Remix album by Ashanti
- Released: December 6, 2005
- Recorded: 2003–2005
- Genre: R&B
- Length: 40:27
- Label: Murder Inc.; Def Jam;

Ashanti chronology
| Concrete Rose (2004) | Collectables by Ashanti (2005) | Can't Stop (2006) |

Singles from Collectables
- "Still on It" Released: November 7, 2005;

= Collectables by Ashanti =

Collectables by Ashanti is a remix compilation album by American singer Ashanti. It was released by Murder Inc. and Def Jam on December 6, 2005. The album, which consists of six remixes of past singles and four new tracks, was the last Murder Inc. release to be distributed by Def Jam. Collectables by Ashanti had a parental advisory, but a "clean" version was also released.

==Critical reception==

Collectables by Ashanti elicited a mixed reaction from music critics upon its release.

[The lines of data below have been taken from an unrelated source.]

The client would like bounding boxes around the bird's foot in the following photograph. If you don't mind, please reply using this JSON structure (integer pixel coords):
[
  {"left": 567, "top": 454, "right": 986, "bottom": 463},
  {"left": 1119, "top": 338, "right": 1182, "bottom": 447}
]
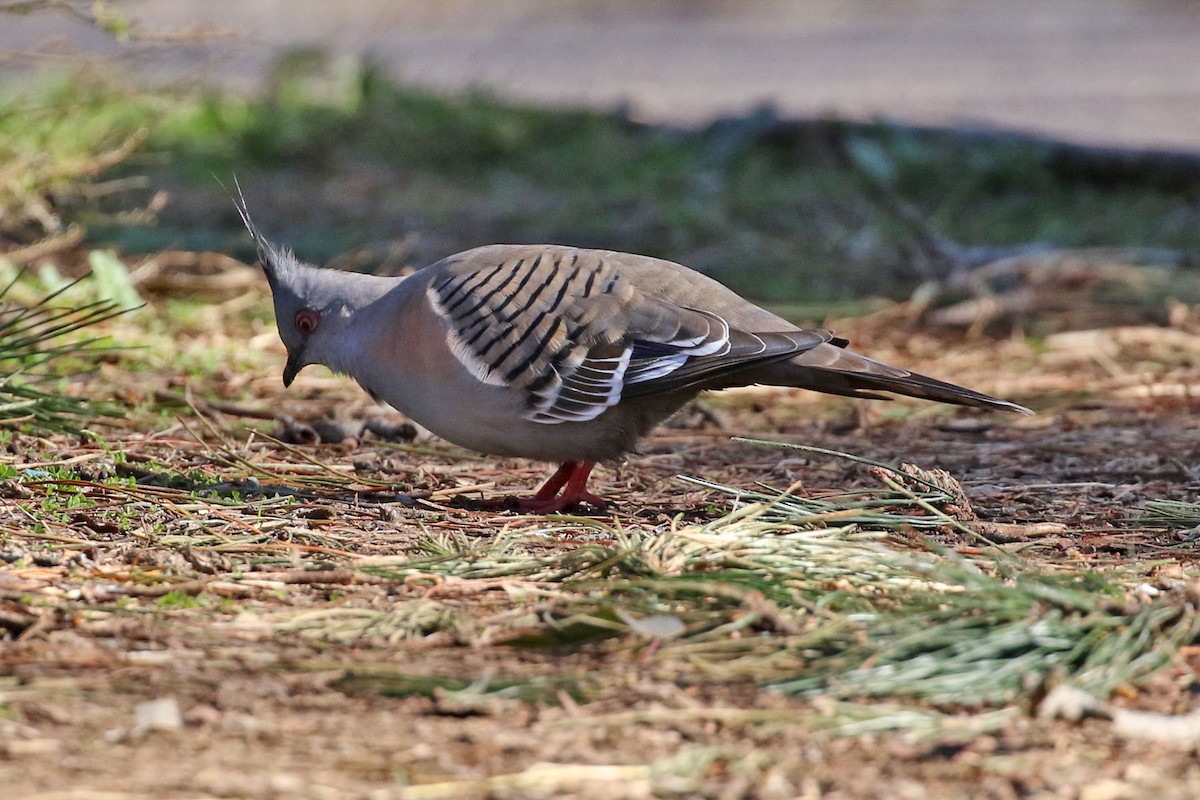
[
  {"left": 479, "top": 461, "right": 608, "bottom": 513},
  {"left": 505, "top": 491, "right": 608, "bottom": 513}
]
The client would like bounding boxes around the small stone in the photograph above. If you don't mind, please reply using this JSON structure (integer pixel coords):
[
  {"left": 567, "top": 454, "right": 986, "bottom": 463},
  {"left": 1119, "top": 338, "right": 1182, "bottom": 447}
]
[{"left": 131, "top": 697, "right": 184, "bottom": 736}]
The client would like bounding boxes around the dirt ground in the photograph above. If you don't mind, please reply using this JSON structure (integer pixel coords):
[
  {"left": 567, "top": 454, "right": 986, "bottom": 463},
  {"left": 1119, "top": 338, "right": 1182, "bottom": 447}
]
[{"left": 0, "top": 303, "right": 1200, "bottom": 800}]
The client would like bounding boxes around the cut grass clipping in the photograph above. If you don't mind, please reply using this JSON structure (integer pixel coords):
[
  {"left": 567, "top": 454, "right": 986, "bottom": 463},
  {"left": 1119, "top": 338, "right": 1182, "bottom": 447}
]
[
  {"left": 6, "top": 431, "right": 1200, "bottom": 732},
  {"left": 0, "top": 271, "right": 127, "bottom": 432}
]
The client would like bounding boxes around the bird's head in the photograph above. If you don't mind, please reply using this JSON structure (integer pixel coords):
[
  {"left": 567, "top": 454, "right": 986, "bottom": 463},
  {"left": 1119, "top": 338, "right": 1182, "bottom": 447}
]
[{"left": 235, "top": 188, "right": 350, "bottom": 386}]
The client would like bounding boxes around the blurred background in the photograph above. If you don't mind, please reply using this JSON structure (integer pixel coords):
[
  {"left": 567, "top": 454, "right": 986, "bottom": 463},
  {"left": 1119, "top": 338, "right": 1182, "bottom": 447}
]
[{"left": 0, "top": 0, "right": 1200, "bottom": 325}]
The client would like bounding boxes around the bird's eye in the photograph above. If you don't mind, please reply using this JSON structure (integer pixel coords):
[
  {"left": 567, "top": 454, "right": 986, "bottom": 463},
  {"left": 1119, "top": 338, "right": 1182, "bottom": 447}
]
[{"left": 293, "top": 308, "right": 320, "bottom": 336}]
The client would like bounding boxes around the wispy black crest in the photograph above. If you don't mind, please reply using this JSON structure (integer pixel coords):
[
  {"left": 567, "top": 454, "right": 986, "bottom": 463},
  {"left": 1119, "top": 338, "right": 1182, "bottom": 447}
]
[{"left": 217, "top": 175, "right": 287, "bottom": 278}]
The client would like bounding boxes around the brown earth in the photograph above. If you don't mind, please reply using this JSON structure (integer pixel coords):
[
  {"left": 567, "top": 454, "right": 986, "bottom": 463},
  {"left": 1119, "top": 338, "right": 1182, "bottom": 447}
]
[{"left": 0, "top": 296, "right": 1200, "bottom": 800}]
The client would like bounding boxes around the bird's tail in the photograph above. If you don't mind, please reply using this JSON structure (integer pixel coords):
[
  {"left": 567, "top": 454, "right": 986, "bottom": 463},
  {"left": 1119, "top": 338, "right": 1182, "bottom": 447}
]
[{"left": 746, "top": 339, "right": 1033, "bottom": 414}]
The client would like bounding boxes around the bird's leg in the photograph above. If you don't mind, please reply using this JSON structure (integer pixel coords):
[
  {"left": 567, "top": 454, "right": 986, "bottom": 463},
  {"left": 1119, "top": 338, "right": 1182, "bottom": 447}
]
[
  {"left": 527, "top": 461, "right": 578, "bottom": 501},
  {"left": 517, "top": 461, "right": 608, "bottom": 513}
]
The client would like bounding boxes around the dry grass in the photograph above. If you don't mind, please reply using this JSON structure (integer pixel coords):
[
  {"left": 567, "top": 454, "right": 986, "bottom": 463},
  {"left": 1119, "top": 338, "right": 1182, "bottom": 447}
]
[{"left": 0, "top": 256, "right": 1200, "bottom": 798}]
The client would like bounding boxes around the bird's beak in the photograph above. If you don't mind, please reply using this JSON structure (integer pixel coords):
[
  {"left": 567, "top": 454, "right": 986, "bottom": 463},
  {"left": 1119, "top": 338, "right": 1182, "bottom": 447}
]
[{"left": 283, "top": 350, "right": 305, "bottom": 386}]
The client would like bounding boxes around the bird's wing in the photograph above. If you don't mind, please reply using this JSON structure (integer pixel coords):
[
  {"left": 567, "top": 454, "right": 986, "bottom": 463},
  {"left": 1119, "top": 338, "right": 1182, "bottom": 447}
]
[{"left": 426, "top": 246, "right": 833, "bottom": 423}]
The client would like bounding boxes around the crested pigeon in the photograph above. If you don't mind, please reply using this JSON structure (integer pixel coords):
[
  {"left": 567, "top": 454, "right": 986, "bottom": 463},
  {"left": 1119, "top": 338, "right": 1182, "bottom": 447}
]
[{"left": 238, "top": 200, "right": 1032, "bottom": 513}]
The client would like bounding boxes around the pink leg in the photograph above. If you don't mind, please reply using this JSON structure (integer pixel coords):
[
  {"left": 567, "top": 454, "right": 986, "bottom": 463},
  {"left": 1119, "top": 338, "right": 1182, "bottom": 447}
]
[
  {"left": 529, "top": 461, "right": 578, "bottom": 500},
  {"left": 517, "top": 461, "right": 608, "bottom": 513}
]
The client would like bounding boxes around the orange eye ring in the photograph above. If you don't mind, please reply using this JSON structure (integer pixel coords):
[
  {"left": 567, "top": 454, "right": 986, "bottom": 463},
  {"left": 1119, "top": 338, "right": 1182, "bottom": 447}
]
[{"left": 292, "top": 308, "right": 320, "bottom": 336}]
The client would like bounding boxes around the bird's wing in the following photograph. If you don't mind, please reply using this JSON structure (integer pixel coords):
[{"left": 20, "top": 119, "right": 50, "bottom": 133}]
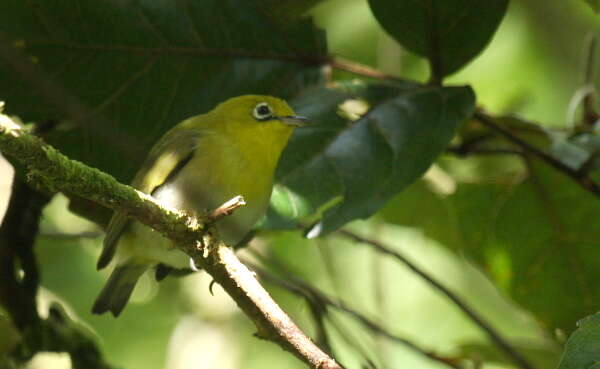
[{"left": 97, "top": 128, "right": 205, "bottom": 269}]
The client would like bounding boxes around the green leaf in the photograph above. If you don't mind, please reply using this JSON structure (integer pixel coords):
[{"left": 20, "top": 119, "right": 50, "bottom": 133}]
[
  {"left": 0, "top": 0, "right": 326, "bottom": 181},
  {"left": 384, "top": 158, "right": 600, "bottom": 332},
  {"left": 558, "top": 313, "right": 600, "bottom": 369},
  {"left": 267, "top": 84, "right": 475, "bottom": 235},
  {"left": 369, "top": 0, "right": 508, "bottom": 80},
  {"left": 583, "top": 0, "right": 600, "bottom": 13}
]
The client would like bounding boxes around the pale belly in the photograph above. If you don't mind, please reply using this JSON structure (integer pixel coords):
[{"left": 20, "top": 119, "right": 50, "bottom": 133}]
[{"left": 118, "top": 145, "right": 274, "bottom": 268}]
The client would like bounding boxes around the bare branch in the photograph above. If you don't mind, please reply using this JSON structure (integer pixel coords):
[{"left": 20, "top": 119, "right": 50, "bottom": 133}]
[
  {"left": 245, "top": 261, "right": 461, "bottom": 369},
  {"left": 337, "top": 229, "right": 534, "bottom": 369},
  {"left": 475, "top": 111, "right": 600, "bottom": 197},
  {"left": 0, "top": 116, "right": 341, "bottom": 369}
]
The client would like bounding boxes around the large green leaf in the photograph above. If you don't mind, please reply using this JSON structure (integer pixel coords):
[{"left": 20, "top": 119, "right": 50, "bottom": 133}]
[
  {"left": 384, "top": 159, "right": 600, "bottom": 332},
  {"left": 558, "top": 313, "right": 600, "bottom": 369},
  {"left": 269, "top": 83, "right": 475, "bottom": 235},
  {"left": 369, "top": 0, "right": 508, "bottom": 78},
  {"left": 0, "top": 0, "right": 326, "bottom": 180}
]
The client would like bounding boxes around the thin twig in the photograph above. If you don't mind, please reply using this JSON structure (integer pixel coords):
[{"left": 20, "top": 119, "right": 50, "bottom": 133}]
[
  {"left": 244, "top": 260, "right": 462, "bottom": 369},
  {"left": 338, "top": 229, "right": 534, "bottom": 369},
  {"left": 0, "top": 116, "right": 342, "bottom": 369},
  {"left": 583, "top": 35, "right": 598, "bottom": 126},
  {"left": 329, "top": 57, "right": 408, "bottom": 82},
  {"left": 474, "top": 111, "right": 600, "bottom": 197}
]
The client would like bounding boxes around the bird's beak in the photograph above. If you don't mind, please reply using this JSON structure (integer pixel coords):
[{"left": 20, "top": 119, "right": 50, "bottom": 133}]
[{"left": 277, "top": 115, "right": 309, "bottom": 127}]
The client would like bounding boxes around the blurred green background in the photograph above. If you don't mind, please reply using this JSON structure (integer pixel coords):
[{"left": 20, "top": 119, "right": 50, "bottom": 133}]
[{"left": 0, "top": 0, "right": 600, "bottom": 369}]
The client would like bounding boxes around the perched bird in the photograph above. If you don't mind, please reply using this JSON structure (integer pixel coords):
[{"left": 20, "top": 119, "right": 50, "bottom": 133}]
[{"left": 92, "top": 95, "right": 306, "bottom": 316}]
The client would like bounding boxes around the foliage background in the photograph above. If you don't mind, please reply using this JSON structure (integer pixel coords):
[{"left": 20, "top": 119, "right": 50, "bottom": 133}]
[{"left": 0, "top": 0, "right": 600, "bottom": 369}]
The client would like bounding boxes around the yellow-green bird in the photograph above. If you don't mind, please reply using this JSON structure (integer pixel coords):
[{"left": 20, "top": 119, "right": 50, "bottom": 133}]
[{"left": 92, "top": 95, "right": 306, "bottom": 316}]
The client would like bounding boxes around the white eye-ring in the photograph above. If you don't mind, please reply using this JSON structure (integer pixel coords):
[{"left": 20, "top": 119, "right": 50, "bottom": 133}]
[{"left": 252, "top": 102, "right": 273, "bottom": 121}]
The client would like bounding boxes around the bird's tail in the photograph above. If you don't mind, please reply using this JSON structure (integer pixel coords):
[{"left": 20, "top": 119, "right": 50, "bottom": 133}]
[{"left": 92, "top": 262, "right": 148, "bottom": 317}]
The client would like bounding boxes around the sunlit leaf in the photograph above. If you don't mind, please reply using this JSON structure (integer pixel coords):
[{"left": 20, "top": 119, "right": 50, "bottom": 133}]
[
  {"left": 558, "top": 313, "right": 600, "bottom": 369},
  {"left": 369, "top": 0, "right": 508, "bottom": 78},
  {"left": 384, "top": 159, "right": 600, "bottom": 332}
]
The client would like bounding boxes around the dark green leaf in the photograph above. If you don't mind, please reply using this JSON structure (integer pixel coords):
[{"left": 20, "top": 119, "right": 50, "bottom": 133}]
[
  {"left": 558, "top": 313, "right": 600, "bottom": 369},
  {"left": 369, "top": 0, "right": 508, "bottom": 79},
  {"left": 270, "top": 84, "right": 474, "bottom": 233},
  {"left": 583, "top": 0, "right": 600, "bottom": 13},
  {"left": 0, "top": 0, "right": 326, "bottom": 181}
]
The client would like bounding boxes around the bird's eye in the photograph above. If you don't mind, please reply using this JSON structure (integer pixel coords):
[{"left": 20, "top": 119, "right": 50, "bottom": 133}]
[{"left": 252, "top": 103, "right": 273, "bottom": 121}]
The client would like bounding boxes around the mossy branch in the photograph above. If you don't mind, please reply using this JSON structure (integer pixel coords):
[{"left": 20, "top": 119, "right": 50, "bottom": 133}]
[{"left": 0, "top": 110, "right": 341, "bottom": 369}]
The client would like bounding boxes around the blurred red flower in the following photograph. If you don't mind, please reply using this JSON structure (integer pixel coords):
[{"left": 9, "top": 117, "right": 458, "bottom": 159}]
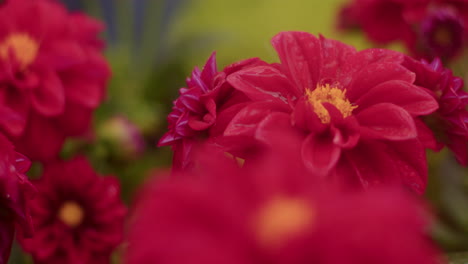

AllMusic editor Andy Kellman was skeptical of the album, noting that it looks "illegit". He went on to call the album "a lukewarm scramble of some of her biggest singles", also commenting that casual fans would be disappointed by the record but awarding the album three stars nonetheless and commending "Still on It" for being "ruggedly sweet" and "I Love You" for being "drama-free."

Professional ratings
Review scores
| Source | Rating |
| AllMusic | Star |

==Commercial performance==
The album debuted and peaked at number 59 on the US Billboard 200. It became Ashanti's fourth album to reach the Top 10 on Billboards Top R&B/Hip-Hop Albums chart, peaking at number 10. "Still on It", the only single released from the album, was a commercial disappointment, peaking at number 55 on the Hot R&B/Hip Hop Songs chart and failing to enter the Hot 100 altogether.

==Track listing==

Samples credits
- "Breakup 2 Makeup (Remix)" contains samples of "Hot Pants" by James Brown and "Impeach the President" by The Honey Drippers and an interpolation of "Just Playing" by The Notorious B.I.G.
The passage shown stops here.